Germany has made it clear that Germany is not willing to budge on the terms of the loans made to Greece according to Ms. Merckle and others in Germany. Greece is set to make its case this coming Wednesday at a meeting to discuss the escalating Greek situation and then at a summit of EU leaders in Brussels on Thursday. The Greek Prime Minister, Mr. Tsipras, is asserting that Greece can live up to approximately 70% of the terms of the loans , but will not continue with the other 30% of them. He’s talking strong, but I’d rather have the troika’s position as they can simply shut off Greece’s funding. When you see the schedule of events below it give you an idea of the timelines involved. There’s always the chance that Greece’s request for a “bridge loan” that doesn’t carry the austerity measures is considered or granted, but that outcome is highly unlikely.
Here’s an update of scheduled events facing Greece:
• February 9 Greek parliament holds a vote of confidence in new anti-austerity government
• February 11 An emergency meeting with 19 Eurozone finance ministers, to discuss negotiations over a possible new bailout for Greece
• February 12 Eurozone summit in Brussels where Greek PM Alexis Tsipras will meet German chancellor Angela Merkel on the sidelines
• February 16 Regularly scheduled Eurogroup meeting which is the deadline for Greece to agree an extension of the EU’s bailout program, which Prime Minister Tsipras has already rejected
• February 28 Eurozone bailout program ends. If no extension, Athens will not receive final aid tranche of €1.8bn
• March €1.4bn payment due on IMF loan and around €1bn to other Greek creditors
While many think that Greek contagion can be contained, that doesn’t mean there won’t be serious fallout. That means safe haven plays might at any point come into play if things play out with Greece start to fall apart. The fact that gold isn’t rallying is interesting. It’s as though gold is saying the situation will be contained but bond futures and stock indices both here and in Europe continue to decline. Bonds might be declining more on improved US job which has increased the odds that the Fed might raise interest rates later this year.

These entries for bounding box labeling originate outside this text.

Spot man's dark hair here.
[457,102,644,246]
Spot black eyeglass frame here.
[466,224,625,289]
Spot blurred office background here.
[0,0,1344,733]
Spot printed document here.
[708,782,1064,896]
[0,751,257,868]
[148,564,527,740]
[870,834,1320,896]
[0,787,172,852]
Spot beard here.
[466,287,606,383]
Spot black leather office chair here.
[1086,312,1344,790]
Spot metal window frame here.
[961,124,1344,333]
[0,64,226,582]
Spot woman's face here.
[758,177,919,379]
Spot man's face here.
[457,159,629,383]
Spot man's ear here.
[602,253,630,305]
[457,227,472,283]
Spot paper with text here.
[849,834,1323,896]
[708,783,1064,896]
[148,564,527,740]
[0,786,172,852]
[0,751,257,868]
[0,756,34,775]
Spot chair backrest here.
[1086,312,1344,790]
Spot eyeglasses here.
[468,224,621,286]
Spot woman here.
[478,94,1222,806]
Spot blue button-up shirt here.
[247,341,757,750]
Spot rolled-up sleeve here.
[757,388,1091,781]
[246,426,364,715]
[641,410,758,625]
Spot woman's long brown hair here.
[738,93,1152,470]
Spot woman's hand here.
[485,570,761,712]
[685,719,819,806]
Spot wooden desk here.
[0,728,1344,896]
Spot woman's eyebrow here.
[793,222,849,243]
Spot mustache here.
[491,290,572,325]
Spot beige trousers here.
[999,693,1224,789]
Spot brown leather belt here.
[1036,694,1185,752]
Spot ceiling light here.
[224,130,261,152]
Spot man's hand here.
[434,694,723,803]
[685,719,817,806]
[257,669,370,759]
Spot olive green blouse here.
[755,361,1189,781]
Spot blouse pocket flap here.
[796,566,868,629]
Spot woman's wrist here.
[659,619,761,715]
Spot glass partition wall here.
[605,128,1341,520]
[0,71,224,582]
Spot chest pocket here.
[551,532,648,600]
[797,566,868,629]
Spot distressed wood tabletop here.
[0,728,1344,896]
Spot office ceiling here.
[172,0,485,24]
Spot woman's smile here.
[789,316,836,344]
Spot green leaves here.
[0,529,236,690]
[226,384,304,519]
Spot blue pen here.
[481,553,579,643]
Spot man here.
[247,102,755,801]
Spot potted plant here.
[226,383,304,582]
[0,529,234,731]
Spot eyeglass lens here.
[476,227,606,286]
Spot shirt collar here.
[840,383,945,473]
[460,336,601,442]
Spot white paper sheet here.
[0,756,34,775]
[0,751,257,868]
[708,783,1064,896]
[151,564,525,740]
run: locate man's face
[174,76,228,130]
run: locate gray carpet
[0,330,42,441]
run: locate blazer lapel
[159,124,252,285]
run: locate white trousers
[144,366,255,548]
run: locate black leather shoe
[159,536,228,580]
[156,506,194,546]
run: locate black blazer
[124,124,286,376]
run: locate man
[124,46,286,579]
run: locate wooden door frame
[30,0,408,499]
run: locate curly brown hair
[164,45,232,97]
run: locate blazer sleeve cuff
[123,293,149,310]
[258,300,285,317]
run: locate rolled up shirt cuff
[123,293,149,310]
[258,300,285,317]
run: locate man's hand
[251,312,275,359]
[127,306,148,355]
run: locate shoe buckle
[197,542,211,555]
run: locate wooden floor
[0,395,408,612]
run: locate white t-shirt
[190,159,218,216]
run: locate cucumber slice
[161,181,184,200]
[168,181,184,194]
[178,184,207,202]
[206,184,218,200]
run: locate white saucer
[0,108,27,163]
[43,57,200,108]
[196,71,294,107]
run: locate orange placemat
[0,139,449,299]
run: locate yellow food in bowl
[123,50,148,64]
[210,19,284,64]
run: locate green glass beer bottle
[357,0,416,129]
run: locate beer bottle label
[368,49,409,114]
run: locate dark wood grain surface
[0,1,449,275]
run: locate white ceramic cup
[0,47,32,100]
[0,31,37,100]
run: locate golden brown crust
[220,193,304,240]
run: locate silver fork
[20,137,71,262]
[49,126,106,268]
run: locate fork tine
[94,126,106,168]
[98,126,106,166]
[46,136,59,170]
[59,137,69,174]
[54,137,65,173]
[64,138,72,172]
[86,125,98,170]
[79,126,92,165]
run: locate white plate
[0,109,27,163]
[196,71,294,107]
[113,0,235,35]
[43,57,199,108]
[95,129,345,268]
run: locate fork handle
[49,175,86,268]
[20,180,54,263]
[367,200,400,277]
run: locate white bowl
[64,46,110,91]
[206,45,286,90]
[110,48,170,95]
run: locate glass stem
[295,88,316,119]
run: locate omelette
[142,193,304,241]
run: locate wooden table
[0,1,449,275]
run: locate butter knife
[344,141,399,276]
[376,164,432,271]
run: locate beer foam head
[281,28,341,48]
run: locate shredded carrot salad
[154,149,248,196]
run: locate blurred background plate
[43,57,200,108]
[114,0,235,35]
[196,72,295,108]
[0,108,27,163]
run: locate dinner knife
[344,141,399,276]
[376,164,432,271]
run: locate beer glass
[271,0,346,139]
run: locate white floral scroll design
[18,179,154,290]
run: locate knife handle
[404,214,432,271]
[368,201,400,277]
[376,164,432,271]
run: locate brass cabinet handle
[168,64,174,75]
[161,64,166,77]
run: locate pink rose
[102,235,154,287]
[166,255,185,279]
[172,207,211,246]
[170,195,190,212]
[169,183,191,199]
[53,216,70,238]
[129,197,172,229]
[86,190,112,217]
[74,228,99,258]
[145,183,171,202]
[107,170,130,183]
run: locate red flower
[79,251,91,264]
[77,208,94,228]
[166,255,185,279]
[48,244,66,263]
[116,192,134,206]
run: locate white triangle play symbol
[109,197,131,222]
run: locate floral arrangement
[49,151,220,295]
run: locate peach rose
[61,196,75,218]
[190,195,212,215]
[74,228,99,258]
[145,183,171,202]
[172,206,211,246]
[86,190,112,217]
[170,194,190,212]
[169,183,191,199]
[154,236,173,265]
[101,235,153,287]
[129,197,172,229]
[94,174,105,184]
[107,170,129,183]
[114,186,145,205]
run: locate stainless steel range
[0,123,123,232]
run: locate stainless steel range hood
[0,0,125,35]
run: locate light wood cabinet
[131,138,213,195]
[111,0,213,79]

The Aussie dollar is another hot spot in world finance as their dependency on China vibrancy has them reeling and their currency relationship to the U.S. dollar has made “down under” pretty darn expensive. Australia’s business confidence went up 1 point to +3, while Australian Consumer Confidence fell 0.6% for the week ending February 8th. The weighted average of house prices across Australia’s capital cities rose by 1.9% in the fourth quarter from the preceding three months, the Bureau of Statistics reported tonight. House prices rose by 6.8% from the same quarter a year earlier, the slowest pace of year-on-year growth since the second quarter of 2013. Given the Lunar New Year is about to begin, the odds are things are going to slow down now rather than pick in China which will impact coal and iron trade between Australia and China. Hopes are high however concerning more economic stimulus being enacted in China, which will eventually translate into increased Australian trade for Australian resources. AT these currency relationships many think “Australia is for sale”.